16. The integrated system for vehicle procurement of claim 11, further comprising at least one of a charging station network to acquire real-time data on charging availability and to coordinate installation of new infrastructure, a vehicle telematics system to collect operational data that informs maintenance scheduling and performance analytics, a logistics provider system to enable real-time tracking of vehicle deliveries and transportation status, and an energy management system to optimize vehicle charging schedules and manage power consumption.

17. A computer-implemented method for procuring a custom vehicle, a computer comprising a hardware processor and a memory device on which instructions are encoded to cause the hardware processor to perform the steps of: receiving raw data from a plurality of data sources, wherein the raw data comprises a plurality of formats and preprocessing the raw data; extracting predefined content from the raw data to generate feature vectors; generating a training data set and a test data set from output of the feature vector; training at least one machine learning model using the training data set and test data set to generate recommendations for the custom vehicle based on at least one of user preferences, vehicle type, body type, components, grants, financing, vehicle support infrastructure, jurisdiction; and outputting a report comprising information of the custom vehicle for facilitating procurement of the vehicle.

18. The method of claim 17, comprising the steps of transforming the raw data into structured data in a standardized data format, and comprising data cleaning and preprocessing techniques to handle missing values and outliers; and for applying feature scaling for consistent ranges across the plurality of data sources.

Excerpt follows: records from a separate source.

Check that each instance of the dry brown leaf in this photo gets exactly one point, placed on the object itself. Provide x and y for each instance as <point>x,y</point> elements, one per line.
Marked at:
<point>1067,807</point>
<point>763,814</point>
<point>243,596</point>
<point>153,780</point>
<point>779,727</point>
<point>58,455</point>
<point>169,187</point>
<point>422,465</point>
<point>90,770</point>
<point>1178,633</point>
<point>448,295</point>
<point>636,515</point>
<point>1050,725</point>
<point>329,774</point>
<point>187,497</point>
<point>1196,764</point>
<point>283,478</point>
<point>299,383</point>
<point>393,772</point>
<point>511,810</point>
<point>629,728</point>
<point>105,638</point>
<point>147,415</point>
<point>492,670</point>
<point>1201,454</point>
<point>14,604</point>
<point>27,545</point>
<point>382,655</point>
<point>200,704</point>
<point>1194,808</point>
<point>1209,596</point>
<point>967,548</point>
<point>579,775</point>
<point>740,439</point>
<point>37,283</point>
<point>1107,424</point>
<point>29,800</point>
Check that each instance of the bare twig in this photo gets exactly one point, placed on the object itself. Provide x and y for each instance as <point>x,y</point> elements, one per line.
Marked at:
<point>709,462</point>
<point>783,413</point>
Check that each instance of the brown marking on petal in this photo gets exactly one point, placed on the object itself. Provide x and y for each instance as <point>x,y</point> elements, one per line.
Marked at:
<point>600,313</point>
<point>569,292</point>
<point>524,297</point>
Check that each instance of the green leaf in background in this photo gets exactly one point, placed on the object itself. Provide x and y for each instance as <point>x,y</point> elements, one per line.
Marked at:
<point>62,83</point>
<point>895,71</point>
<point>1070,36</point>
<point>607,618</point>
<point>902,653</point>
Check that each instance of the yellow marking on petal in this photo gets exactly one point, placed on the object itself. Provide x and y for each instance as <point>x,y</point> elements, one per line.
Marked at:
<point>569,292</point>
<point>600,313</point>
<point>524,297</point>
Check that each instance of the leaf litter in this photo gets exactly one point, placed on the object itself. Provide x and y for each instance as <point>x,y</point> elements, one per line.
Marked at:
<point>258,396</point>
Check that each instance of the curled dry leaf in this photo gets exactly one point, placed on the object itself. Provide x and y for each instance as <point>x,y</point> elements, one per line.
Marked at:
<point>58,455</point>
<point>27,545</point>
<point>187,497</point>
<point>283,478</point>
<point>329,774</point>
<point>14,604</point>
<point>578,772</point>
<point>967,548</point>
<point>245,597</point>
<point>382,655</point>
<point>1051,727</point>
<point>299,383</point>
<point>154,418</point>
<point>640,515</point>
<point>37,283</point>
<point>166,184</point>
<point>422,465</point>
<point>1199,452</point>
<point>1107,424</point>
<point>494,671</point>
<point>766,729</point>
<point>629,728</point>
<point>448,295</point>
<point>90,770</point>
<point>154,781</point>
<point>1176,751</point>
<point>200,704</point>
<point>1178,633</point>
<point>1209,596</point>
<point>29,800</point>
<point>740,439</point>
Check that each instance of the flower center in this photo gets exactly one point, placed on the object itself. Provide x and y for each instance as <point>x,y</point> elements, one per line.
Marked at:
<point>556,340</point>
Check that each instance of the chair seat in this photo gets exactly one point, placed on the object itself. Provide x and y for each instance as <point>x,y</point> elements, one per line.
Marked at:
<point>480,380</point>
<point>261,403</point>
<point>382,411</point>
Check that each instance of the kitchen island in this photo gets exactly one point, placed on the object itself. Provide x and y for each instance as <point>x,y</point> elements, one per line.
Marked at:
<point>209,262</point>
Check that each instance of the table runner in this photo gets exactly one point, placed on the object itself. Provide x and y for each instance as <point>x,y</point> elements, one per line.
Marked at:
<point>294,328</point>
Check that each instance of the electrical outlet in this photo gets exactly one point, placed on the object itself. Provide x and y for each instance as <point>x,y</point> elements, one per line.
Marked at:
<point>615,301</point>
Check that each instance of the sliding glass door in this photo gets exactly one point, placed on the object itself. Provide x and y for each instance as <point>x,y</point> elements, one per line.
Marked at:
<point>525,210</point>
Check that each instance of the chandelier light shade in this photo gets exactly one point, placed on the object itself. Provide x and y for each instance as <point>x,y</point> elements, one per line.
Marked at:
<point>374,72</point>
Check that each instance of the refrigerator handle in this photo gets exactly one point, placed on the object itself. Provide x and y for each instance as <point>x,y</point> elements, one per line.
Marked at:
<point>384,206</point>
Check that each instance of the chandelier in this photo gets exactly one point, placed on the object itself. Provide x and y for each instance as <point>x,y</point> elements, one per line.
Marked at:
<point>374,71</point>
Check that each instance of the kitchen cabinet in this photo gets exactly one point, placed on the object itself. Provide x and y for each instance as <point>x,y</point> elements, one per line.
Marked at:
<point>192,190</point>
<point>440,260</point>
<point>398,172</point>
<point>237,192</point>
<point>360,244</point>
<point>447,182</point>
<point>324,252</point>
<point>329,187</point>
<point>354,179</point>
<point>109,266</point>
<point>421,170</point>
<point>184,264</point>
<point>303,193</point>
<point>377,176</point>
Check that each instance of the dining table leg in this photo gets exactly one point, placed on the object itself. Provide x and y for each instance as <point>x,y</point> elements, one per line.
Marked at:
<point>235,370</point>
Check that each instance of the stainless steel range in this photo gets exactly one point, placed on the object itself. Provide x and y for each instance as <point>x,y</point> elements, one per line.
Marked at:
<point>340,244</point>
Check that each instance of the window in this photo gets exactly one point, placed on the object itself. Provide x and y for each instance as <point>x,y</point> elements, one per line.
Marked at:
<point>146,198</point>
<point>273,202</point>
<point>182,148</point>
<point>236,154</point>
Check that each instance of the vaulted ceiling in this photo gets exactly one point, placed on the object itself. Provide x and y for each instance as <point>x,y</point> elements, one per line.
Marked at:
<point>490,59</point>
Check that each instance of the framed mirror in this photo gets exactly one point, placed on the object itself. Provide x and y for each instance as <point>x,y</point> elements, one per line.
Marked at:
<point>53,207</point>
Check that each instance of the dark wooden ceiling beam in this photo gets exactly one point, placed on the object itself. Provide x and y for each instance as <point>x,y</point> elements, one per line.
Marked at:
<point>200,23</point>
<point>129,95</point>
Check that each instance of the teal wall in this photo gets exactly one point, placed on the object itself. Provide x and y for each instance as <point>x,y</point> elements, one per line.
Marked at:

19. The method of claim 18, comprising the further steps of: identifying relevant attributes from the structured data to form training data, wherein the training data comprises at least one of vehicle specification data, transaction history data, user behavior data, charging infrastructure data, financial data, integration data, and temporal data; and training predictive model using the training data to predict vehicle pricing and valuation to provide a recommendation for the custom vehicle.

20. The method of claim 19, comprising the further steps of: with at least one charging station network, acquiring real-time data on charging availability; with at least one vehicle telematics system, acquiring operational data that informs maintenance scheduling and performance analytics;with at least one logistics provider system, tracking in real-time vehicle deliveries and transportation status; and with at least one energy management system, optimizing vehicle charging schedules and managing power consumption.